Located a short flight from Juneau along the west side of Seymour Canal, Pack Creek is one of Alaska’s premier brown bear–viewing areas. The creek fills with spawning humpback and chum salmon during July and August, and they attract the bears, which in turn attract the people.
Most visitors arrive on day trips from Juneau on the local air taxis. Others come aboard kayaks and boats, or with commercially guided groups.
Pack Creek is jointly managed and staffed by the U.S. Forest Service and the Alaska Department of Fish and Game. Special regulations apply to travel and camping in the area, and it’s only open for visits 9 a.m.–9 p.m.

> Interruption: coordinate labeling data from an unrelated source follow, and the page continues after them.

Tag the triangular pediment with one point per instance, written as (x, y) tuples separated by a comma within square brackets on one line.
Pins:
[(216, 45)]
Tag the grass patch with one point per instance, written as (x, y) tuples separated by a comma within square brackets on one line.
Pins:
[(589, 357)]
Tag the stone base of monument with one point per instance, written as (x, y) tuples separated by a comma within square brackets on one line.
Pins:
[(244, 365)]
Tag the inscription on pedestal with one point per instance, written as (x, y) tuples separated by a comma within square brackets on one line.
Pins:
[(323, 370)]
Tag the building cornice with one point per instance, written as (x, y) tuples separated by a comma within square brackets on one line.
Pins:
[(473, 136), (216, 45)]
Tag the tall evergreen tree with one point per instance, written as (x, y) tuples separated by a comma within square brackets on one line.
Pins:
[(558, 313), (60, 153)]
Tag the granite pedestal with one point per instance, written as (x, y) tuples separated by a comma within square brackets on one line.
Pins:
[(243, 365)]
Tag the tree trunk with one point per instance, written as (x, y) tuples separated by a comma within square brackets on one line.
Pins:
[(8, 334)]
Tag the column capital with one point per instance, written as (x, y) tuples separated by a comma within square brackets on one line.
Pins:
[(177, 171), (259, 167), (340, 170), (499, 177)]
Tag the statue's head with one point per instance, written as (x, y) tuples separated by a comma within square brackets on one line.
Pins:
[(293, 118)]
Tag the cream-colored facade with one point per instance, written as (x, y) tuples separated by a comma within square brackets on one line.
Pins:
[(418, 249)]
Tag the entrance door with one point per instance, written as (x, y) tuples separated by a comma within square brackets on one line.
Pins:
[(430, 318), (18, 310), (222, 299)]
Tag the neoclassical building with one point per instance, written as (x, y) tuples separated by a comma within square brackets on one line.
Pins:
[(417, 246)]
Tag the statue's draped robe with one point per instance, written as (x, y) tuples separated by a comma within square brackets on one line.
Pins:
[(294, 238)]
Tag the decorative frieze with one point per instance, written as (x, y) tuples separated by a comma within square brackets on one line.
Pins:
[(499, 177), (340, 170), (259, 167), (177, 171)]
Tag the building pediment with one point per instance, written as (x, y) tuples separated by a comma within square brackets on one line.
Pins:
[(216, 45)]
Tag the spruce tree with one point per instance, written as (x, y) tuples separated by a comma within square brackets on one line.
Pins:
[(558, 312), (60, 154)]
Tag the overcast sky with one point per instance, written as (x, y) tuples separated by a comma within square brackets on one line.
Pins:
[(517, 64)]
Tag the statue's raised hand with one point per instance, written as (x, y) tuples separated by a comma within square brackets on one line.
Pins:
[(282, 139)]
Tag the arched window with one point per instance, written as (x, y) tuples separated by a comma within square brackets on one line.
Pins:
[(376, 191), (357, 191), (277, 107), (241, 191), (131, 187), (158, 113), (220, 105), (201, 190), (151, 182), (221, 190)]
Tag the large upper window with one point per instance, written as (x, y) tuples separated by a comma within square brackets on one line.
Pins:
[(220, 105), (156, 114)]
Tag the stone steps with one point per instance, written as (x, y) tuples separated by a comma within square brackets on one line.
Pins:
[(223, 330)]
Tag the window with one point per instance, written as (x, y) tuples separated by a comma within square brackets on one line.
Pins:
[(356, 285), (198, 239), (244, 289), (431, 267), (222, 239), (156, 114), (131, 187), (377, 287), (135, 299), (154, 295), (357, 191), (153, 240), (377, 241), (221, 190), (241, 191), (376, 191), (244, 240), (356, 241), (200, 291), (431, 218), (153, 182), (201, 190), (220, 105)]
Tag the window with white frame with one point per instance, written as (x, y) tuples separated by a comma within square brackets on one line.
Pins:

The number of bears varies greatly through the summer, but most visitors see at least one bear, and often several. Plan to spend a full day—or longer—to increase your odds and to soak in the beauty of the area. Binoculars or a spotting scope are helpful, and photographers should be sure to bring extra digital storage cards and long lenses.
Rubber boots and rain gear are strongly recommended for anyone visiting Pack Creek. Food and drinks must be stowed in a special bear-resistant box, and neither is allowed in the viewing areas.
There are two primary bear-viewing areas along Pack Creek. The most accessible is a sandy spit of land right at the mouth of the creek and a short beach hike from where floatplanes land and boats tie up. A bit more challenging is a beautiful one-mile trail that leads through an old-growth rain forest to a viewing tower. The tower has room for eight people and is an excellent place to watch bears as they pass directly below you.
Forest Service or Fish and Game rangers at Pack Creek will be happy to answer your questions, so it isn’t necessary to come with a guide (unless you can’t otherwise get in). They will not, however, accompany you to the observation tower.
Rules and Regulations
If you travel independently, you will need to obtain a permit and set up a charter with a local air taxi. Guided visitors are provided with transportation and permits, but the fee is much higher. Because of its popularity with both bears and people—and the potential for conflicts between the two—Pack Creek has stringent and rather confusing rules. Permits are required June 1–September 10, and only 24 people per day are allowed during the peak of the bear-viewing season (July 5–Aug. 25).
Reservations cost $50 adults, $25 seniors and children and can be postmarked as early as February 20 for the following summer. Apply early to be sure of getting a permit for the peak season. Of the 24 permits, 4 are held for late arrivals and are available 3 days in advance of your visit. These are in high demand, however, and are chosen by lottery from the applicants who show up.
An unlimited number of shoulder-season permits (June 1–July 4 and Aug. 26–Sept. 10, $20 adults, $10 seniors and children) are available, but bear activity is lower. Get additional details from the Forest Service in Juneau (907/586-8800, www.fs.fed.us/r10/tongass).
Getting to Pack Creek
Most visitors to Pack Creek arrive by floatplane on day trips from Juneau, landing next to the south sand spit. The following companies fly to Pack Creek: Alaska Fly ’n’ Fish Charters (907/790-2120, www.alaskabyair.com), Alaska Seaplane Service (907/789-3331 or 800/478-3360, www.flyalaskaseaplanes.com), and Ward Air (907/789-9150, www.wardair.com).
The costs vary depending on how many people are on the flight, but with four in a group the price drops to $210 per person round-trip (but you’ll need to get your own permit).